To date, while varying in form, governments have provided support on a hitherto unprecedented scale through subsidies, rebates, deferrals, forgivable loans and outright grants. They can do all this because they can borrow (currently at very low, or even negative interest rates) and have the coercive power of taxation. Of course, that ability to borrow at such low rates is only feasible because of central bank policies and the continuing belief of investors that those same governments will be able (and willing) to honour their obligations when due. If that belief and confidence changes (likely to be tested if inflation eventually returns) governments will face a challenge. Modern Monetary Theory (MMT) posits that government spending can be paid for by the creation of money, with the purpose of taxes being to limit inflation, by controlling the money supply, so spending should not be determined by deficit levels. It may have suddenly become “fashionable”, but its robustness has yet to be tested.

And, as Mr. McCormick quite reasonably points out, what if “fiscal policy fatigue” sets in? Most politicians have short attention spans, little real understanding of economics and markets, and are driven by a desire to be re-elected. If electors’ own attention moves on to a different focus, will fiscal policies be maintained, or adapted to meet new needs, setting to one side the issue of funding all the commitments made? Once what one may call “solvency support” it taken away, or re-directed, then what?

Given the level of uncertainty which still attends the timing and likelihood of the pandemic being brought under control in many large economies, there is an increasing risk that at some point what amounts to a precarious equilibrium (created by central bank expansion of the money supply, ultra-low interest rates and trust in the current system) will come to an end, whether as the result of a change in capacity, or because of policy fatigue, even if economies are not “back to normal” in terms of activity and demand.

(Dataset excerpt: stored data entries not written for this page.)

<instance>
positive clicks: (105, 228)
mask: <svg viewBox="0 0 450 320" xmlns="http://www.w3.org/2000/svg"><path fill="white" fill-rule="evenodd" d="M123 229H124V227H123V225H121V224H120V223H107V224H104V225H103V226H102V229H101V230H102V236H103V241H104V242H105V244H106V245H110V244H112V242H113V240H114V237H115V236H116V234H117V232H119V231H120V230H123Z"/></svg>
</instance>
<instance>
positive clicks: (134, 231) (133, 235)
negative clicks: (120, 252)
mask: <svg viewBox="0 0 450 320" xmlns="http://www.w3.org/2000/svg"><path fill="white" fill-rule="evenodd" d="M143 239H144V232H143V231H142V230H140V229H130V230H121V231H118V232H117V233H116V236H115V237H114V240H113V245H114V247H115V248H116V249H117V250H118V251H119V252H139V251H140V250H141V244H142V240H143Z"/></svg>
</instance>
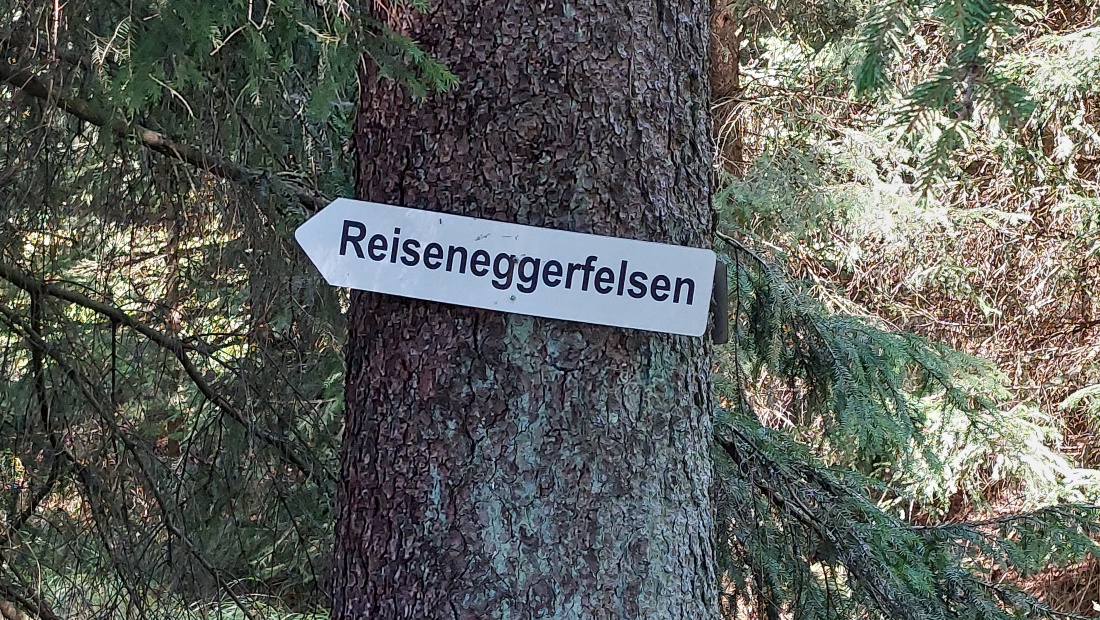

While we would not be so foolish as to make specific predictions on a macro-economic scale, it seems to us that at some point there will be a “winnowing” across a range of industries (including (re)insurance), which will separate the “prospering survivors” or beneficiaries of the pandemic from those who are not viable without continuing solvency support and/or a significant and swift rebound in demand for their products. Of course, as specialists in credit, economic and financial risks, our aim is to continue to make appropriate assessments and decisions at the micro level, and ensure the integrity of our existing portfolio and business model, while sourcing new business that will prove robust in the face of all the uncertainty.

Not straightforward in the current circumstances, but one we are confident it is achievable with appropriate caution.